Exhibits 2a & 2b Assumptions
Exhibits 2a & 2b
I limited data to the most frequented entry-stations [Exhibit 1] and separated riders into two groups based on entry times.
1.gen group = 1 if time == tc(18:54)//<-- Peak [6:54 - 6:59 pm] 2.replace group = 2 if time == tc(19:00)//<-- Off-Peak [7:00 - 7:05 pm]
I compared the average number of riders in group 1 to group 2 by destination station.
1.ttest rider_count, by(group) unequal 2.gen pvalue = r(p_l)
(The average for each group was taken from 387 observations. This derives from 9 observations/day, i.e., one from each of the most frequented entry-stations [Exhibit 1] over 43 days. For observations with no riders, zero counts were inserted as these instances are omitted in the original data. The visual representation aggregates rider counts from the nine most frequented entries.)
The null hypothesis we’re testing is whether mean rider volume to a particular exit-station is equal between groups (last period of peak / first period of off-peak).

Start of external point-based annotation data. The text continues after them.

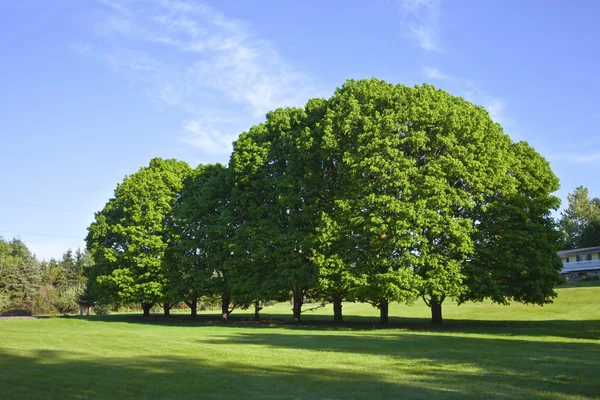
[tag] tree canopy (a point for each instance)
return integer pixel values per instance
(380, 193)
(129, 237)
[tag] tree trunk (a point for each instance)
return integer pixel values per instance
(436, 311)
(297, 306)
(193, 305)
(384, 309)
(225, 302)
(337, 310)
(146, 307)
(257, 309)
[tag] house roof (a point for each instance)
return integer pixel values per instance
(564, 253)
(567, 270)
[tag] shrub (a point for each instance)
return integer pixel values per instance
(45, 300)
(67, 301)
(562, 281)
(102, 309)
(4, 301)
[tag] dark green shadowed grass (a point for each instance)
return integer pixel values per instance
(485, 351)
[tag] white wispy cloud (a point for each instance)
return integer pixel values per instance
(52, 248)
(421, 19)
(433, 73)
(193, 57)
(494, 105)
(583, 158)
(215, 135)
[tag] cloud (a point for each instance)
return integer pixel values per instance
(576, 157)
(495, 108)
(494, 105)
(433, 73)
(421, 18)
(192, 57)
(52, 248)
(215, 135)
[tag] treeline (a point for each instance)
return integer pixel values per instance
(30, 286)
(380, 193)
(580, 222)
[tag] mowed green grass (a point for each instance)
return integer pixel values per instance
(485, 351)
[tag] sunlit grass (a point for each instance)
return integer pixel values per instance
(486, 351)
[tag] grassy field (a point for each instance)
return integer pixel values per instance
(485, 351)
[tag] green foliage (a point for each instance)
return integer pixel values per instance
(102, 309)
(45, 301)
(200, 254)
(276, 180)
(580, 222)
(19, 274)
(4, 301)
(129, 237)
(517, 240)
(67, 301)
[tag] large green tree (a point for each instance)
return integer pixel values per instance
(516, 238)
(276, 198)
(580, 220)
(414, 166)
(129, 237)
(200, 259)
(20, 276)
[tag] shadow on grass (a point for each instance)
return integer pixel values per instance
(503, 366)
(578, 329)
(52, 375)
(452, 368)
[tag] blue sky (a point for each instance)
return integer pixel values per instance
(92, 90)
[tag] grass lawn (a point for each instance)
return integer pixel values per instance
(485, 351)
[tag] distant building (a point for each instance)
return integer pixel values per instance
(578, 263)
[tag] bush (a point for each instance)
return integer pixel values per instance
(102, 309)
(45, 300)
(67, 301)
(4, 301)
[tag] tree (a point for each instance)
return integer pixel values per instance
(19, 275)
(364, 228)
(129, 237)
(580, 219)
(276, 198)
(202, 230)
(517, 240)
(415, 169)
(590, 235)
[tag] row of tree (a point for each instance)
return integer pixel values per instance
(30, 286)
(381, 193)
(580, 221)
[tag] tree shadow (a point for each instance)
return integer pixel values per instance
(508, 363)
(571, 329)
(54, 375)
(454, 369)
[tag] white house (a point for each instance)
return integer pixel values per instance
(578, 263)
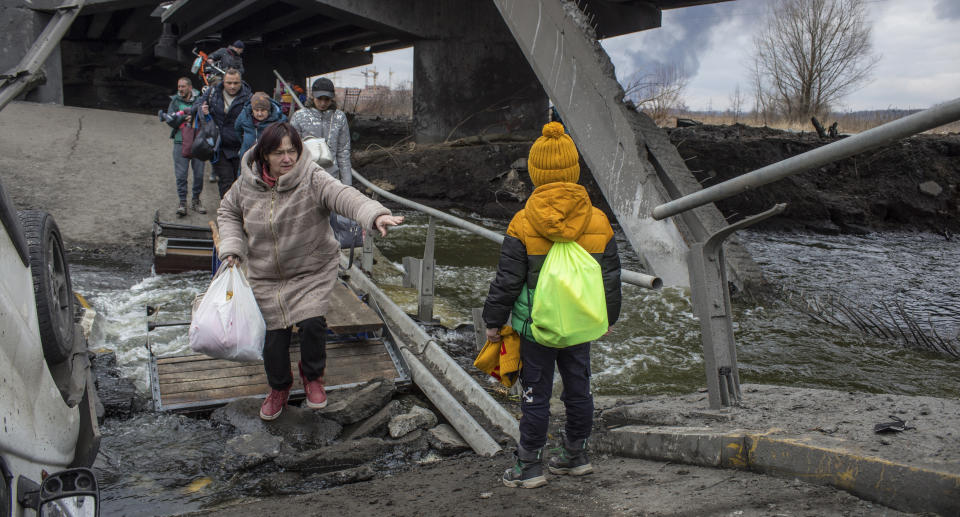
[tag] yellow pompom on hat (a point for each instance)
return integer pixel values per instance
(553, 157)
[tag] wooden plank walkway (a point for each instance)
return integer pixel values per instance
(196, 381)
(193, 382)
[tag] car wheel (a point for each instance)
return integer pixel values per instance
(51, 284)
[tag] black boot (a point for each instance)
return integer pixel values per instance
(572, 459)
(527, 472)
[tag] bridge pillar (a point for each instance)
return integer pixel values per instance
(19, 28)
(474, 80)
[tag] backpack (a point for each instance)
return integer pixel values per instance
(570, 306)
(206, 139)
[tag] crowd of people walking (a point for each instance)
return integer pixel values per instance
(277, 205)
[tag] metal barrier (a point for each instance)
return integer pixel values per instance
(630, 277)
(705, 261)
(27, 74)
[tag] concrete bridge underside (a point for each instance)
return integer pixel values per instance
(477, 69)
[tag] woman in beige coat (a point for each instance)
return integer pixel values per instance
(276, 218)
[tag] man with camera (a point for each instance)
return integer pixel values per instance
(224, 103)
(178, 115)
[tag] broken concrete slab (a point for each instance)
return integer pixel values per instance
(446, 440)
(376, 425)
(355, 405)
(931, 188)
(344, 455)
(345, 476)
(250, 450)
(417, 418)
(300, 428)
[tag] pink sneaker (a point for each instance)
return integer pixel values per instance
(316, 395)
(273, 404)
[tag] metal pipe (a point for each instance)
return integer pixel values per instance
(880, 135)
(419, 342)
(481, 442)
(630, 277)
(29, 66)
(289, 90)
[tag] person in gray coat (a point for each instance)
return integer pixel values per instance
(275, 219)
(324, 120)
(229, 57)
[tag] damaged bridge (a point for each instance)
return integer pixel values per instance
(478, 66)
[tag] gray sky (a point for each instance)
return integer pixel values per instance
(918, 41)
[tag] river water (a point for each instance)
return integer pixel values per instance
(155, 464)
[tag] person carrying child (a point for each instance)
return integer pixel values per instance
(259, 113)
(559, 211)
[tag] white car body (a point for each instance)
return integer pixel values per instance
(38, 431)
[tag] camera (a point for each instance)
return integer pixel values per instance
(174, 120)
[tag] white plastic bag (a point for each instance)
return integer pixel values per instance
(227, 323)
(319, 150)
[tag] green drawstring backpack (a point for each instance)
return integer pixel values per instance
(570, 306)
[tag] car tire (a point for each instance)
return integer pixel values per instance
(51, 284)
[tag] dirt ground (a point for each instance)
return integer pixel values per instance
(470, 485)
(66, 159)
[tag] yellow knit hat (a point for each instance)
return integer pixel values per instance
(553, 157)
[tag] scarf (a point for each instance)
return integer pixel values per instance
(266, 177)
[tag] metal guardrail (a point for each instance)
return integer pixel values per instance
(27, 73)
(630, 277)
(849, 146)
(705, 260)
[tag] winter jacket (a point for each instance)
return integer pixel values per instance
(178, 103)
(249, 129)
(555, 212)
(283, 234)
(225, 58)
(332, 125)
(225, 120)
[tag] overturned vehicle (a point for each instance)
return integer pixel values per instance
(49, 436)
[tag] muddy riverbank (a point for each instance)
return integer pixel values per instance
(907, 185)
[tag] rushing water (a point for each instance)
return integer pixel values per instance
(155, 464)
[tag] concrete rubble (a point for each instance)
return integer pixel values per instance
(416, 418)
(379, 424)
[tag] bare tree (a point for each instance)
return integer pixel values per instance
(736, 103)
(660, 92)
(811, 54)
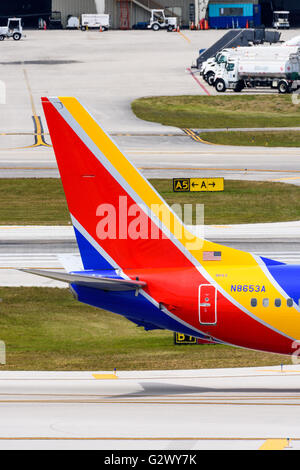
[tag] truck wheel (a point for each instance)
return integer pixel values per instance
(239, 87)
(283, 87)
(220, 85)
(210, 78)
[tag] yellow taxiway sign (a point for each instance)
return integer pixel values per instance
(198, 184)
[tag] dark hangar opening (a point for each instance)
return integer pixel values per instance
(30, 11)
(268, 6)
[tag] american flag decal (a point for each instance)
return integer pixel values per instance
(212, 256)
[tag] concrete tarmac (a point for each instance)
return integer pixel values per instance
(174, 410)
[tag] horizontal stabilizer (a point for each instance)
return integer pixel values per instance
(90, 280)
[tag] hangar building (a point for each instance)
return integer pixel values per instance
(126, 13)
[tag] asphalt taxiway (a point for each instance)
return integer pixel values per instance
(195, 409)
(239, 408)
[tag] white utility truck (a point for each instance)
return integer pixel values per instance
(94, 21)
(281, 20)
(12, 30)
(273, 71)
(159, 21)
(212, 67)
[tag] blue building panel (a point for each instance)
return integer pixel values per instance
(220, 17)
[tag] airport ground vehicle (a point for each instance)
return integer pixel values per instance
(281, 72)
(90, 21)
(159, 21)
(13, 29)
(281, 20)
(142, 262)
(212, 67)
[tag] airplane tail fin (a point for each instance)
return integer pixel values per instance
(119, 219)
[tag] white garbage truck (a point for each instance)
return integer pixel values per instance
(13, 29)
(281, 72)
(159, 20)
(95, 21)
(211, 67)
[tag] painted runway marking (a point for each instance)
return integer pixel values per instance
(274, 444)
(196, 137)
(198, 81)
(39, 135)
(104, 376)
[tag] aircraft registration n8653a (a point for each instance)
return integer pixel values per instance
(140, 261)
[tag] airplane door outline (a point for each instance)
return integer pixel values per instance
(207, 304)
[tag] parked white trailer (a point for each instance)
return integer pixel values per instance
(95, 21)
(212, 67)
(12, 30)
(159, 21)
(282, 73)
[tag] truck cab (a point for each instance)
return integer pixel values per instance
(281, 20)
(13, 29)
(159, 21)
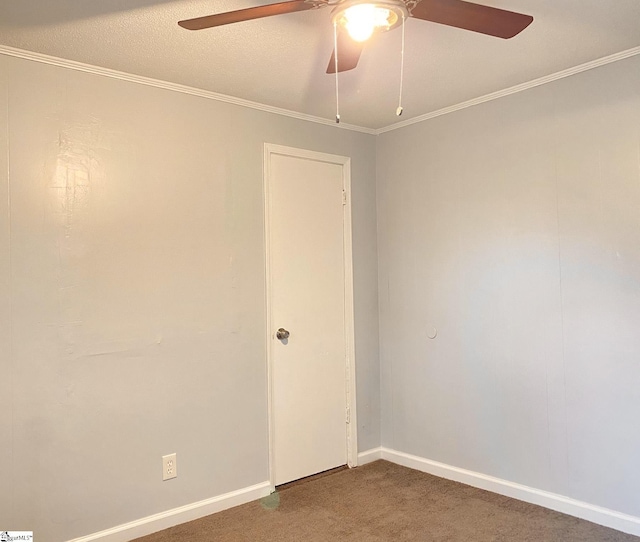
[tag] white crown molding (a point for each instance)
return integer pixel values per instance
(515, 89)
(183, 514)
(590, 512)
(114, 74)
(106, 72)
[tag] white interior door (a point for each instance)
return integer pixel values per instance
(309, 369)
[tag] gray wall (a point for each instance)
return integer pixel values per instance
(132, 295)
(513, 228)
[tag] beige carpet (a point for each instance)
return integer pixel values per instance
(385, 502)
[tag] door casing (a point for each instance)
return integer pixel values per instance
(350, 360)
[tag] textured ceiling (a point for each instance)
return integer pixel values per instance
(280, 61)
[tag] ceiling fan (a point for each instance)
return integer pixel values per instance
(358, 19)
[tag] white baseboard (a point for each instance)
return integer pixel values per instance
(170, 518)
(596, 514)
(369, 456)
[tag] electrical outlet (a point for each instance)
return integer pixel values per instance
(169, 466)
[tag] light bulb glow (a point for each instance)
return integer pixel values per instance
(362, 19)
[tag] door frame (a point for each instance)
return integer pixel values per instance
(350, 358)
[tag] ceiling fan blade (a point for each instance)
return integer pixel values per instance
(475, 17)
(349, 52)
(247, 14)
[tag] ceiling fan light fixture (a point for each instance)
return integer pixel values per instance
(362, 19)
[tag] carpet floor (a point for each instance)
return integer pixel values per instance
(384, 502)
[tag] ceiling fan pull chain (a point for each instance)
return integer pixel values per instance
(335, 56)
(399, 110)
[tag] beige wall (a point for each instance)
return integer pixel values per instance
(132, 295)
(513, 228)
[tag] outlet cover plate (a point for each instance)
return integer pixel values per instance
(169, 467)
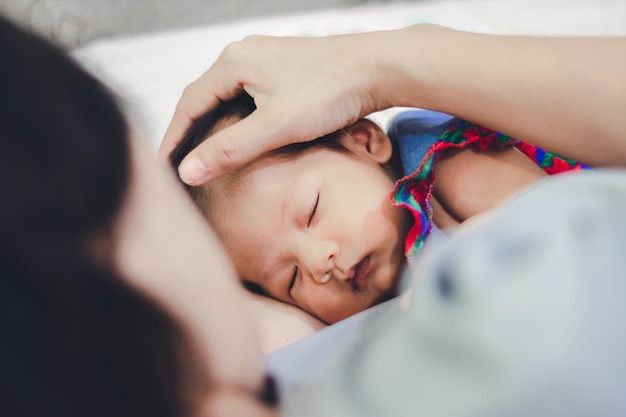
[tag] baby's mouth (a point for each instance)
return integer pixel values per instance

This is actually a stricter standard than required considering ridership trends downward over this time period. (so we’d expect mean rider volume to be less in group 2 if the fare change had no influence over travel time decisions)
Still, the one-sided p-value produced by the test indicates that fifteen exit-stations are destination to significantly more riders beginning their trip at 7:00–7:05 pm compared to 6:54–6:59 pm. So for these exit-stations, there’s a less than 1% chance we’d see such heavy upward trending ridership randomly.
(Black Lines / Grey Lines)
Besides identifying these fifteen exit-stations of interest, the p-value allowed me to rank all exits based on their likelihood of being a destination where riders were influenced by the fare change. For simplicity, Exhibits 2a and 2b show the top nine ranked exit-stations (all with p-values < 0.01); the bottom nine stations also appear on Exhibit 2a.
The ‘natural pattern of expected ridership’ is simply a line of best fit, found by regressing unsmoothed average rider data over the afternoon period of declining ridership. Specifically, the time period used was 5:18–7:30 PM. This begins at the smoothed data peak [Exhibit 1] and extends until ridership flattens.